Under its tenure as head of the G20, China has presided over and was a prime mover in ensuring the Paris Agreement was ratified in unusually quick time for a multilateral treaty. And it has instigated reforms in its home markets and enthusiastically pushed forward with global collaboration in addressing the needs of sustainability.

Earlier in the year, it established the Green Finance Study Group (GFSG) which during its first meeting in Beijing assumed the task of identifying institutional and market barriers to green finance and to analyse options on how to enhance the ability of the financial system to mobilise private green investment.

The group, co-chaired by China and the United Kingdom, produced a “Synthesis Report” in July 2016 that looked at three sectoral issues: banking, the bond market, and institutional investors. It also focused on the topics of risk analysis and progress measuring.

It came up with a number of options for its members to consider for adoption: the provision of clearer policy signals for investors regarding green investment; the promotion of voluntary principles for green finance; the expansion of learning networks; supporting the development of local green bond markets; the promotion of international collaboration to facilitate cross-border investment in green bonds; encouragement of knowledge sharing on environmental and financial risk; and improving the measurement of green finance activities and their impacts.

It also listed the challenges to be faced by the transition to a green finance world, such as information asymmetry, inadequate analytical capacity and a lack of clarity around green definitions. On top of this are the more finance-related issues surrounding the maturity mismatch between demand and supply of investment in long-term infrastructure projects.

There are a lot of barriers to be broken down before the market can progress above the current less than 1% of global bonds being labelled green and less than 1% of holdings by global institutional investors being directed towards green infrastructure assets.

 

Top-down approach

China is busy tackling the issue with a top-down approach to restructuring its financial system. At the end of 2015, People’s Bank of China (PBoC) published the official Chinese Green bond guidelines, which was the first stage in developing a defined Green bond market in China, despite many of the bonds outstanding in its domestic market already related to environmentally beneficial industries.

The PBoC’s guidelines cover the vast majority of the domestic bond market, and provide guidelines on definitions, management of proceeds, reporting and disclosure, as well as second-party review and third-party certification. Additional regulators chipped in later in the year with guidelines covering corporate bonds. It is the foundation for a market that is tipped to reach around US$50bn a year in broader Panda bonds, including Green bonds, from China by 2020.

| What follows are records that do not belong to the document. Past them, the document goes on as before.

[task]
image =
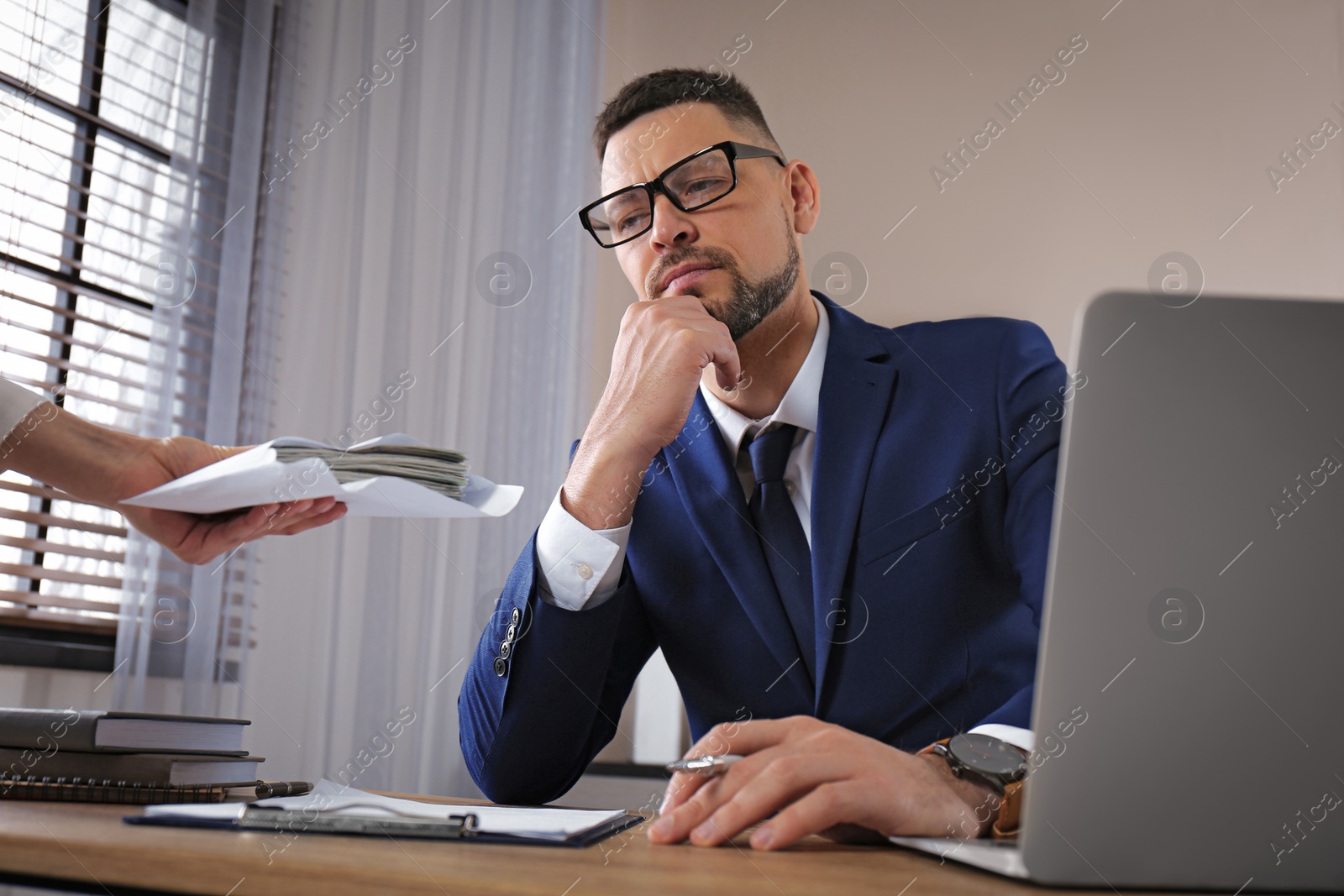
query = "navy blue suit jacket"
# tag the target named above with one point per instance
(934, 463)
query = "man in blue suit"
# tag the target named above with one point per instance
(835, 531)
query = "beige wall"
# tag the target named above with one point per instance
(1166, 125)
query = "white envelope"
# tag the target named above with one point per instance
(259, 477)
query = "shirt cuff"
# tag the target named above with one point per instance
(577, 567)
(17, 403)
(1021, 738)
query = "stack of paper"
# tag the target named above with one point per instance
(328, 799)
(437, 469)
(390, 476)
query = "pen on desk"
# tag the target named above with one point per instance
(282, 788)
(706, 765)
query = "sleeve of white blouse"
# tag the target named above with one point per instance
(15, 405)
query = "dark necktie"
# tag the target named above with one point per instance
(781, 535)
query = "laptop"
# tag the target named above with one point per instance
(1194, 607)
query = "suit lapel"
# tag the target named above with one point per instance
(711, 495)
(857, 387)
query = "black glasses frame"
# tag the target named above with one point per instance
(730, 148)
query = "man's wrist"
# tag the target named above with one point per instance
(978, 805)
(60, 449)
(602, 485)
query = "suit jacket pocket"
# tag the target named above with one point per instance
(885, 542)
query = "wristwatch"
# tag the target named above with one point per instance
(994, 763)
(988, 761)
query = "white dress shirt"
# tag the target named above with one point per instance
(15, 405)
(581, 567)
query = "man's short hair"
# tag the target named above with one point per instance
(671, 86)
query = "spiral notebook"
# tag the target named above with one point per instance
(93, 790)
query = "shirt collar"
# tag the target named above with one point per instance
(799, 405)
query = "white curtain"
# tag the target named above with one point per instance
(437, 284)
(183, 636)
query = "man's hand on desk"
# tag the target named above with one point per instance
(822, 779)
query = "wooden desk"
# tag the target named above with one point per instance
(89, 846)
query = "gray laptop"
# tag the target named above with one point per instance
(1194, 606)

Further commitment from China also came before the G20 meeting it hosted in Hangzhou in September 2016 when, independently of the meeting, it released a set of Guidelines for Establishing the Green Financial System with the stated aim of promoting “the sustainable development of the economy, establish a sound green financial system, improve the function of the capital market in allocating resources and servicing the real economy, and support and promote the development of an ecological civilisation”.

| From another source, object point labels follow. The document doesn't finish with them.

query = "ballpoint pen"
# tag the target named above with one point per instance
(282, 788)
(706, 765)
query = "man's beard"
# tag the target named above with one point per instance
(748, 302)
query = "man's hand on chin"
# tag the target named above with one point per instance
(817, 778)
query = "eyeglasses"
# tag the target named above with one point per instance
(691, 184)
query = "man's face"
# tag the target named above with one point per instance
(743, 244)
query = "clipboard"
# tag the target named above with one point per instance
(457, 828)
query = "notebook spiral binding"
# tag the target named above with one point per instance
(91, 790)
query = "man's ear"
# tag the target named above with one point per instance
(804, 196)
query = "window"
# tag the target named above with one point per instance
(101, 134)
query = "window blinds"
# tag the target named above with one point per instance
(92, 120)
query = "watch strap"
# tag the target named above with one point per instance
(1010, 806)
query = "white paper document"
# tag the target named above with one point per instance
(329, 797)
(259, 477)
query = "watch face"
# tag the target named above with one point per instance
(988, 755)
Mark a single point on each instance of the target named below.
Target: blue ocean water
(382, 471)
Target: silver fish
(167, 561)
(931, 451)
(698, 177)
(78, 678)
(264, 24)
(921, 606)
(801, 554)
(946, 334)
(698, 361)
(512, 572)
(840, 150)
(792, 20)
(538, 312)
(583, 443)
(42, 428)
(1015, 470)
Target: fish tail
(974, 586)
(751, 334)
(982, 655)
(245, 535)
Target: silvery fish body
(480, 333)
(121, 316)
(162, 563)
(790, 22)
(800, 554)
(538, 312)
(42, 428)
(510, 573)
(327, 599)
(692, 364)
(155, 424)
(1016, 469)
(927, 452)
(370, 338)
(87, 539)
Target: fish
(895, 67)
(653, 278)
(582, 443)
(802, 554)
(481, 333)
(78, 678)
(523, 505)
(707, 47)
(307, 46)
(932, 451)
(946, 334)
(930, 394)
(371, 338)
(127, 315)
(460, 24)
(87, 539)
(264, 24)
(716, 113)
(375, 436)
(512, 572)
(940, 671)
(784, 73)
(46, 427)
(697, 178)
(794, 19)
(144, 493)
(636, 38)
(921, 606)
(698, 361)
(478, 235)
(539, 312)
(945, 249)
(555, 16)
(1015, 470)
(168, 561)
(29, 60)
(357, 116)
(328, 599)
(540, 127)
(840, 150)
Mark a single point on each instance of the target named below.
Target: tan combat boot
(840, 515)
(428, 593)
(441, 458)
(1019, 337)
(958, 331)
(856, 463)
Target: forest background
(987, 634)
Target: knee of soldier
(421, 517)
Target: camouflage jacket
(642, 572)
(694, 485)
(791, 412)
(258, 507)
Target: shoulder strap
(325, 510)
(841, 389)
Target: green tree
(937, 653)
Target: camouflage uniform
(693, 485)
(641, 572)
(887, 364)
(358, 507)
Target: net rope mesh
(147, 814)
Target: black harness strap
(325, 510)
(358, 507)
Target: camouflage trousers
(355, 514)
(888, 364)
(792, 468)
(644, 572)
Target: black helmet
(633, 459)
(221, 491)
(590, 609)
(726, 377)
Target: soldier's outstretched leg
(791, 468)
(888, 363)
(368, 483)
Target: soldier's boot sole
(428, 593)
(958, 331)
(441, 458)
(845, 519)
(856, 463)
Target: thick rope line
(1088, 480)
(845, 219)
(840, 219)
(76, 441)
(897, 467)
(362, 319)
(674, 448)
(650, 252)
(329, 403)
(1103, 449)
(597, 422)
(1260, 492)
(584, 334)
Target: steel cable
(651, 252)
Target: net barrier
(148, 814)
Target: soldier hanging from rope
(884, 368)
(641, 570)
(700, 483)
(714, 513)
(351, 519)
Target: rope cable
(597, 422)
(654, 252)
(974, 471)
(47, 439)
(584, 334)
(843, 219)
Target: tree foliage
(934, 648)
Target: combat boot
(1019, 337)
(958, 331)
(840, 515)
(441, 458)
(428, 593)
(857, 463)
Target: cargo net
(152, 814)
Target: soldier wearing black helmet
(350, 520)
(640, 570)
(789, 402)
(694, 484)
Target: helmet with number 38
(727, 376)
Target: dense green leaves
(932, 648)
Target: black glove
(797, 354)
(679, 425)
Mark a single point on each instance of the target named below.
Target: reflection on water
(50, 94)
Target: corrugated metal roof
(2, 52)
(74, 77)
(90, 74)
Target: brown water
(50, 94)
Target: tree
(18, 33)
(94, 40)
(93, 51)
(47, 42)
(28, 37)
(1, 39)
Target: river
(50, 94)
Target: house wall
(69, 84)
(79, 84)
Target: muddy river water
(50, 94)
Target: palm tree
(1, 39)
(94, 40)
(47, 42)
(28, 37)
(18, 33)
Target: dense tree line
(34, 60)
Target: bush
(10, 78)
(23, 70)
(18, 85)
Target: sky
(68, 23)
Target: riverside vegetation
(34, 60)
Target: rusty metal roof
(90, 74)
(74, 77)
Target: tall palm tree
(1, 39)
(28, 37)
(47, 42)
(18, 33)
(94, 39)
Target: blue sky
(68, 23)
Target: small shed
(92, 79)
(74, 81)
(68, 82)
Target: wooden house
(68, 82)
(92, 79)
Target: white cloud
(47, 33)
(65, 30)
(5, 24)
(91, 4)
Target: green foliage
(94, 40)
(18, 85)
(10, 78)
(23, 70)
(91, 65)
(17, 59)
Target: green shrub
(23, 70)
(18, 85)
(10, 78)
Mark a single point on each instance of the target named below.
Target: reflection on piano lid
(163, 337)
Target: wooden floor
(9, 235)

They represent the world’s first attempt at designing a policy package that promotes the transition to a greener economy. According to these guidelines, which were jointly released by PBoC and six other government agencies, China will need to develop a wide range of new financial instruments in order to mobilise and incentivise private capital to invest in green sectors.

The incentives include re-lending operations by the PBoC, interest subsidies for green-loan supported projects and the launch of a national green development fund, along the lines of UK’s Green Investment Bank.

Other areas of focus include the development of green credit, green bond and equity index products, green insurance, and carbon trading products. The guidelines also emphasise the role of local government in supporting the development of green finance, and encourage local authorities to establish specialised green guarantee mechanisms and green development funds, in order to crowd-in more social capital for green investment.

With an international outlook, they require a “further expansion in international cooperation on green finance, continued promotion of global consensus on green finance under the G20 framework, a progressive opening of the green securities market, and an enhancement of the level of greenness of China’s outward investment”.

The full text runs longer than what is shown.